Dijkstra にとってプログラミングは数学を志向すべきものであり、バグの不可避性を受け入れて入念なテストでそれを発見するのではなく、プログラムが正しく動作することを数学的に証明する手段を追求すべきだとした。この証明手段を「構造化プログラミング(structured programming)」と呼び、その構造をプログラミング言語とコンパイラ自体に組み込もうとした。Mahoney は、Ford の生産性モデルに(意識的にせよ無意識的にせよ)応答していたのが数学志向の計算機科学者たちだったと位置づけ、Dijkstra をその代表格とする。(Source: [[@1990__CWIQuarterly__The Roots of Software Engineering]] §6)

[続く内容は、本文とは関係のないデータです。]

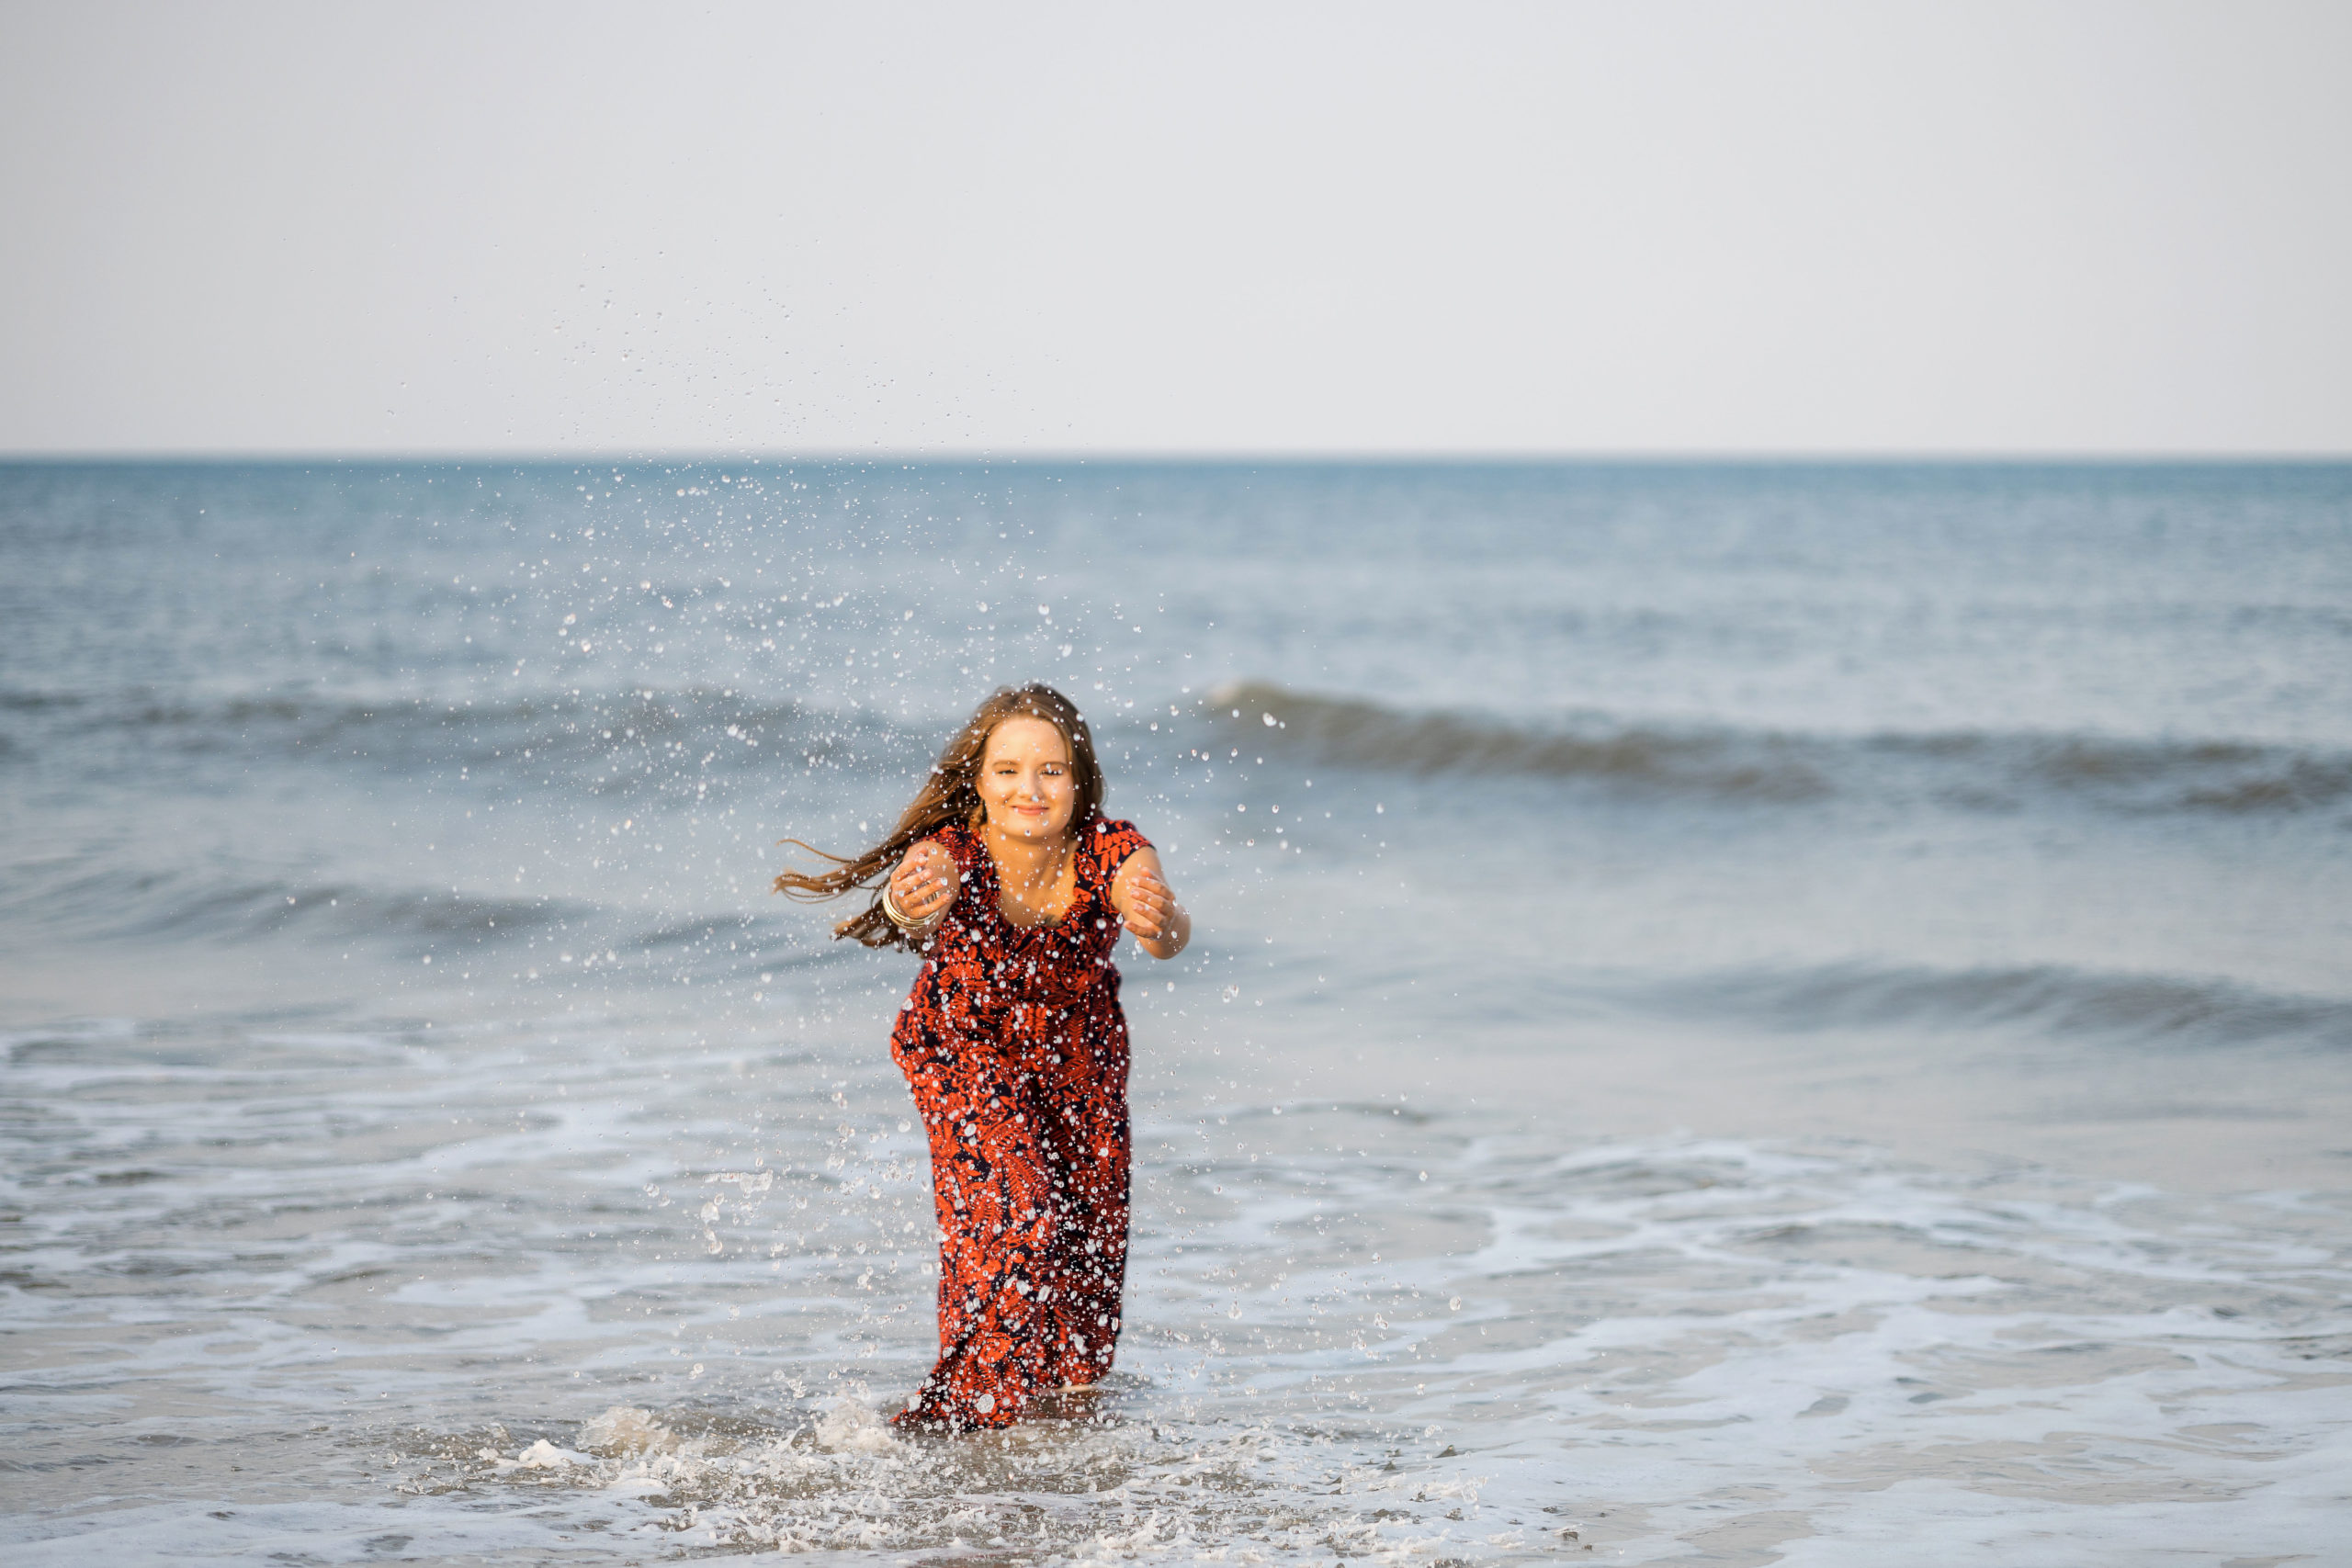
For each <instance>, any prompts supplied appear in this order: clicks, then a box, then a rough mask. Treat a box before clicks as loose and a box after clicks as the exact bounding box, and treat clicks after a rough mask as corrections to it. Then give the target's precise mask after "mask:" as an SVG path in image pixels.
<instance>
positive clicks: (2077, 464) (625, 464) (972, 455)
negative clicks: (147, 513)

## 『ネットワークシステムについて語るときに我々の語ること』における役割
第4章§4.4は、OSPF/ISISなどのルーティングプロトコルで使われている最短経路アルゴリズムを見出したオランダの計算機科学者・構造化プログラミングの提唱者として脚注でDijkstraを紹介した上で、シンプルさの重要性に関する発言の一節を引く。「シンプルさは偉大な美徳だが、その達成には多大な努力を要し、その真価を理解するには教育を必要とする。さらに始末が悪いことに、複雑なものほどよく売れるのだ。」Larry Petersonはこの一節を、17世紀の数学者パスカルの「この手紙がいつもより長くなってしまったのは、単に、それを短くする時間がなかったからだ」という言い訳と比較し、Dijkstra・Wirth・パスカルをはじめとする「シンプルさの擁護者」の多くが、エレガンスの実現には多大な労力と優れた判断力の双方が不可欠だと説いていると位置づける。この真理は個々のプログラムや数学の証明、エッセイと同様に、インターネットのような大規模システムにもそのまま当てはまるとされ、インターネットの砂時計モデルの議論(IPを細いくびれとする設計)へとつながる。第4章の章末まとめでも、Wirth、Dijkstra、Clark、Cerf、Kahnと並べて、優れた判断をしその経験を他者に伝えようと努めた人物として挙げられる。(Source: [[@2026__LambdaNote__ネットワークシステムについて語るときに我々の語ること - Chapter 4 システム設計における判断]] §4.4, §4.5)
## 関連
- source: [[@1990__CWIQuarterly__The Roots of Software Engineering]] / [[@2026__LambdaNote__ネットワークシステムについて語るときに我々の語ること - Chapter 4 システム設計における判断]]
- concept: [[構造化プログラミング]] / [[ソフトウェア工学の起源]] / [[エレガンス(システム設計)]]
## 出典
- Edsger W. Dijkstra, "Structured Programming", NATO Rome 会議(1969)寄稿。Peter Naur, Brian Randell, J.N. Buxton (eds.), *Software Engineering: Concepts and Techniques* (NY: Petrocelli/Charter, 1976), 223.
- 上記は Michael S. Mahoney, "The Roots of Software Engineering", *CWI Quarterly* 3, 4 (1990), 325–334 経由での孫引き。
- Edsger Dijkstra, "On the nature of Computing Science", October 1986(『ネットワークシステムについて語るときに我々の語ること』第4章参考文献[10]経由)。